Monday 13 June 2011

24 hours in Lyon


A flying visit, to see Wagner at the Opéra, which turned out to be not so much the keenly-anticipated 'Fura dels Baus Tristan' as one which was the most satisfyingly sung, acted and played across the board of any I've encountered live. Arrived Friday noonish, headed over the Saone and settled on the first good-looking place for lunch I could find - which turned out to be the Restaurant Un Saint-Jean hiver at No. 14 Rue de Lanerie, partly because the building has one of the finest sculptured Gothic facades in the old town


and partly because the lunch menu promised Lyonnais specialities straight from the market. And excellent the first two courses proved - a salad of foie de volaille followed by andouillette (not to all tastes, but I'm a bit of an offal man). Dessert not so good, or maybe the wrong choice, three minis fatta in casa with coffee. Food theme continued with a whizz around Vieux Lyon trying to take streets I hadn't walked before - hence along the appropriately statued Rue du Boeuf


with another old carved shop 'sign'


up to the heights, this time skirting the Roman ruins and finding an odd little park in a zone populated by that unattractive species, the French schoolkid


and back via the bourgeois shopping centre with its great doorways


and a splendid (though no doubt less so in the multiplex interior) Pathe cinema.

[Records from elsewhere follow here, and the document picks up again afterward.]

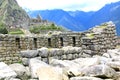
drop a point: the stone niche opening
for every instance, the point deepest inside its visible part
(74, 41)
(17, 40)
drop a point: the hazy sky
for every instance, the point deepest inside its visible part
(85, 5)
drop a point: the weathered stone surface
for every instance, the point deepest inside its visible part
(50, 73)
(117, 76)
(29, 53)
(25, 61)
(20, 70)
(87, 62)
(43, 52)
(85, 78)
(34, 65)
(12, 79)
(70, 68)
(114, 65)
(99, 71)
(55, 52)
(6, 71)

It might have been the grey, muggy and intermittently rainy afternoon, or my own overtaxed mood, but I found Lyon on a second visit rather tired and skanky. I asked my taxi driver about the Somerset House-style fountains in the Place des Terraux which had so sparkled on a winter visit, and he told me they'd been broken for a long time and no-one had as yet attempted to fix them.

Anyway, a journey inside the belly of the black, shiny whale Jean Nouvel has made of the 1830 Opera House is always a striking, if rather claustrophobic experience. It suited the dream-world of La Fura dels Baus's Tristan vision rather well (production photo by Bertrand Stofleth showing the marvellous Ann Petersen recumbent)

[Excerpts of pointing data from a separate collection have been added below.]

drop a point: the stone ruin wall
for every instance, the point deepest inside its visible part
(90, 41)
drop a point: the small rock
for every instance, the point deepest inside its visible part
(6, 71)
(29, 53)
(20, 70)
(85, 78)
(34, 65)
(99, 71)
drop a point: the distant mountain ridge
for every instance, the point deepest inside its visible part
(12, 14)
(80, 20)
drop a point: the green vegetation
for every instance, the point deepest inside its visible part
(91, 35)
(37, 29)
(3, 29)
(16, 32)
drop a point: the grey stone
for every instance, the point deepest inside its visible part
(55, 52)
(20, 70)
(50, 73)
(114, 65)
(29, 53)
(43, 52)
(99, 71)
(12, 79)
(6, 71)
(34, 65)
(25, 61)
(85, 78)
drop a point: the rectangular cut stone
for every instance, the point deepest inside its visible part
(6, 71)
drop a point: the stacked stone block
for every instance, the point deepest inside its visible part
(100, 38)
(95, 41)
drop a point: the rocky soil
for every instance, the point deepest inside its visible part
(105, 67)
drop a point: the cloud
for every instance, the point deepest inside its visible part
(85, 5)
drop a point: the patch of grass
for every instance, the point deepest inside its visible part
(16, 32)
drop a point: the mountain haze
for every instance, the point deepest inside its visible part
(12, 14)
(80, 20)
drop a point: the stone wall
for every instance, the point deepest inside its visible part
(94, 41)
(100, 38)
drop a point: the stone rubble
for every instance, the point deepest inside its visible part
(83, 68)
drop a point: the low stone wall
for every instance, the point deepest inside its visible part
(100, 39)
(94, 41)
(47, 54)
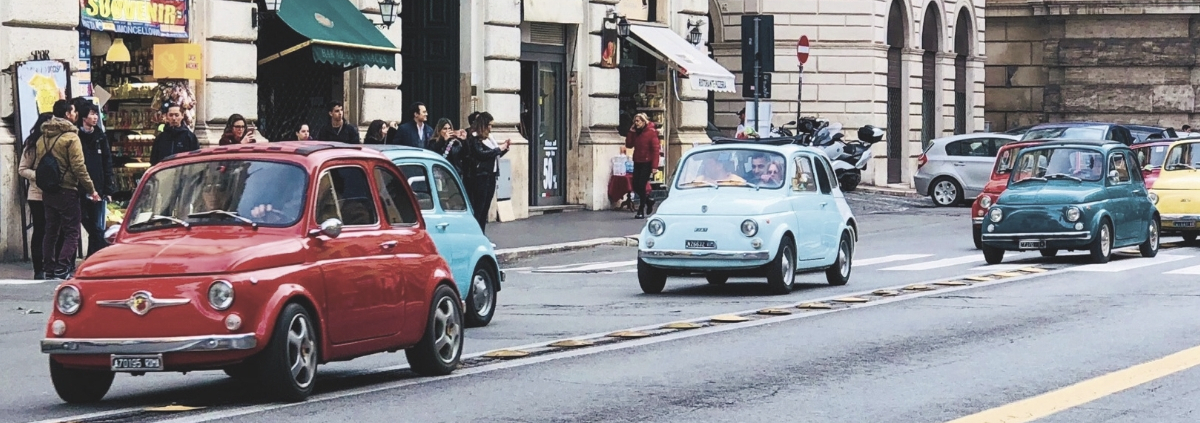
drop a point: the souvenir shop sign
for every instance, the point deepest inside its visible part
(162, 18)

And, happily transported by the first act - the second less so - I enjoyed standing at the long, light bar of the preserved 1886 foyer


as well as looking down on it from above.

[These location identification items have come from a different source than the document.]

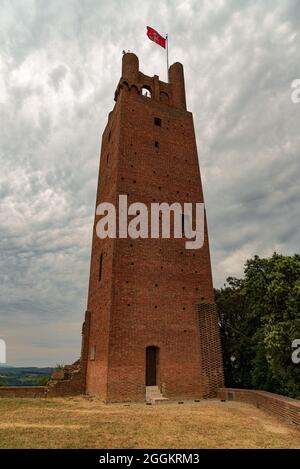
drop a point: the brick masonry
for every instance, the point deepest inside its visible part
(283, 407)
(148, 289)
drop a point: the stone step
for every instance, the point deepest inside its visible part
(154, 396)
(159, 400)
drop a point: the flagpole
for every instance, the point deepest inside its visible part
(167, 40)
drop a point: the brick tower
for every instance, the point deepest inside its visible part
(151, 318)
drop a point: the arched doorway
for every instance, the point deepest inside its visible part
(152, 355)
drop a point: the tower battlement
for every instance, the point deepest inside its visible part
(133, 81)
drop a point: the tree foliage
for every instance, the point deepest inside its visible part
(260, 318)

One other plus: I've never had a quieter night in a hotel than in Room 407 of the Hotel des Terraux, built on the site of a graveyard which my ancestor Huguenots ransacked: a bit dark, since the only window looks on to the courtyard, but not a sound did I hear from midnight to 8am. Thus returned a little refreshed, after so many early rises and late nights, for the wedding on Saturday. Oh, and I do recommend splashing out on a trip to see an opera in Lyon: in this instance you would have heard a Tristan you'd have been happy to encounter anywhere in the world, Bayreuth included, at a ticket price of anything from 5 to 95 euros.